El pasado mes de mayo Donald Trump se quitó de encima al general H. R. McMaster, el hombre que había servido hasta entonces como asesor de seguridad nacional de la Casa Blanca. Estudioso de la historia y veterano de Irak y Afganistán, McMaster entroncaba con las posiciones clásicas del establishment republicano: duro con Rusia, receloso de Irán y partidario de mantener la presencia militar en Afganistán. Pero Trump nunca lo tragó. No le gustaban sus trajes, no soportaba sus detallados informes ni la tendencia del general a defender sus propias ideas. Decidió reemplazarlo por John Bolton, un cambio que, según The ‘New York Times’, sirvió para configurar “el equipo de política exterior más radicalmente agresivo de la memoria reciente”.

Seguramente el ‘Times’ exageraba, porque es difícil superar a la bandada de halcones que invadieron Irak y Afganistán bajo la presidencia de George W. Bush. Bolton fue parte de aquel escuadrón de neoconservadores que hizo añicos Oriente Próximo y la historia parecía haberlo enterrado. No era más que un excéntrico agitador geopolítico en los programas de Fox News cuando Trump decidió recuperarlo para dar empaque a su política exterior, una incongruente coctelera con la que se ha alejado del multilateralismo, ha dilapidado las alianzas con Occidente y alentando a los dictadores.

Ya en la Casa Blanca, Bolton ha liderado la campaña para que Trump rompiera el Tratado de Fuerzas Nucleares de Alcance Intermedio firmado con Rusia, según la prensa estadounidense.
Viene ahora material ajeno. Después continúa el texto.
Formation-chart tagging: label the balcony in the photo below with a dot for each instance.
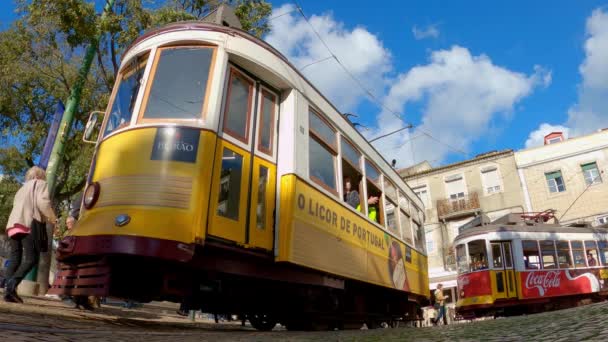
(452, 208)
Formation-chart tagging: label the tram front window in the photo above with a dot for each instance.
(478, 255)
(179, 83)
(126, 95)
(531, 254)
(461, 259)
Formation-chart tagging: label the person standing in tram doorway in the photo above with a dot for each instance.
(26, 229)
(440, 299)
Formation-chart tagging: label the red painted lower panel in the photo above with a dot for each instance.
(536, 284)
(475, 284)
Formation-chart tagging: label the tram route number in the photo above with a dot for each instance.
(335, 220)
(176, 143)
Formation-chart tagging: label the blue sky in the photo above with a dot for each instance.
(475, 75)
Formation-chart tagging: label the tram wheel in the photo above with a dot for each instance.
(262, 322)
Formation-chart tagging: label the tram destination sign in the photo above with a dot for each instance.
(176, 143)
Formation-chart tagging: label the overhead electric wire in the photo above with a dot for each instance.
(368, 92)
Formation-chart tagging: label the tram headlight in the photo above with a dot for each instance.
(91, 195)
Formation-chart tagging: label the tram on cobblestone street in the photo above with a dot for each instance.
(520, 264)
(218, 182)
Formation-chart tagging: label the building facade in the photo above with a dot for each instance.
(487, 186)
(568, 176)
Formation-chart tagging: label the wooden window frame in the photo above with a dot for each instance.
(234, 72)
(378, 182)
(259, 146)
(357, 167)
(127, 70)
(542, 255)
(396, 211)
(332, 150)
(333, 146)
(151, 79)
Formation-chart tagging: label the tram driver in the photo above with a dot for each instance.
(351, 196)
(591, 260)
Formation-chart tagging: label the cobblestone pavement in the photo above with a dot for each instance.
(41, 319)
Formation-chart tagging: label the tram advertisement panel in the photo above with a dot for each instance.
(562, 282)
(475, 284)
(322, 233)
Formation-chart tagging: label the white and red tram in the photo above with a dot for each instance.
(514, 266)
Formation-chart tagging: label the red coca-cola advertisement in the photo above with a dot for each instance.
(559, 283)
(475, 284)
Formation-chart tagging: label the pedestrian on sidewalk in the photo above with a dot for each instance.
(26, 229)
(440, 299)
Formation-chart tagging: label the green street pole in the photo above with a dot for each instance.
(62, 135)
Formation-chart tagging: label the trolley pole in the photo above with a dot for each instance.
(63, 133)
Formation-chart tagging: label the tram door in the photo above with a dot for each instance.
(243, 191)
(502, 264)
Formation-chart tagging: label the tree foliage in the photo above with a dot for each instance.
(40, 54)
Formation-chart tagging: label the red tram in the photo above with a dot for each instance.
(513, 266)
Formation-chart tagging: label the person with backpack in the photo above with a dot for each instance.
(440, 299)
(26, 229)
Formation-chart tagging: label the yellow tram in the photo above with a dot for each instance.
(217, 181)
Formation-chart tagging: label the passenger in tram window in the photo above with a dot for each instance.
(591, 260)
(372, 208)
(351, 195)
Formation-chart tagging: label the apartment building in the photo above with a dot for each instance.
(568, 176)
(486, 186)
Ambos países llevaban años acusándose recíprocamente de violar el tratado, pero ninguno se había atrevido hasta ahora a enterrarlo.

POMPEO Y TILLERSON

En al actual organigrama de la Administración, Bolton es su figura más beligerante. Defiende el uso de la fuerza para provocar un cambio de régimen en Irán y, antes de aceptar el cargo, dijo que bombardear Corea del Norte con armas nucleares sería “legítimo”. Pero no siempre coincide con su jefe. Es partidario de una OTAN fuerte para frenar las veleidades rusas en Europa y ha definido la injerencia de Moscú en las elecciones estadounidenses como “un acto de guerra”. No está solo a la hora de promover una postura más agresiva hacia Rusia, en contra de las maniobras de acercamiento del presidente.

También la defiende el secretario de Estado, Mike Pompeo, otro de los miembros del ala dura en política exterior, quien sustituyó en marzo al moderado Rex Tillerson. El exjefe de la CIA ha denunciado la intervención del Kremlin en Ucrania y ha esgrimido que Rusia “es un peligro para nuestro país”. En líneas generales esa misma actitud impregna todos los estamentos de la Administración, donde no se entiende el extraño cortejo que Trump mantiene con Vladimir Putin. Hace solo unos meses, el informe sobre la postura nuclear instó a la Casa Blanca a acelerar la modernización del arsenal y desarrollar nuevas capacidades ante lo que describía como un agresivo programa ruso para superar a EE UU.

PERRO LOCO

Como principal contrapeso a los halcones, un grupo del que también formaba parte la embajadora ante la ONU, Nikki Haley, que abandonó el cargo este mismo mes, queda el secretario de Defensa, James Mattis. Sus compañeros en el Ejército lo apodaron ‘perro loco’, pero desde que llegó a la Casa Blanca se ha dedicado a frenar algunos de los impulsos más temerarios de Trump, como sus planes para matar al sirio Bashar Al Asad o para retirar a los 30.000 militares estadounidenses de Corea del Sur.

Pero no todo es blanco y negro. Las fuerzas que moldean la política exterior operan en un equilibrio complejo. Los mismos funcionarios que a veces refuerzan los instintos más agresivos de Trump, en otras ocasiones frenan sus maniobras de apaciguamiento, sea hacia Putin o hacia Kim Jong Un. “Hay una clara disonancia entre lo que el presidente dice y la Administración hace y tantos nuestros rivales como nuestros aliados han tomado nota”, dijo hace unos meses Vali Nasr, uno de los analistas más influyentes en Washington.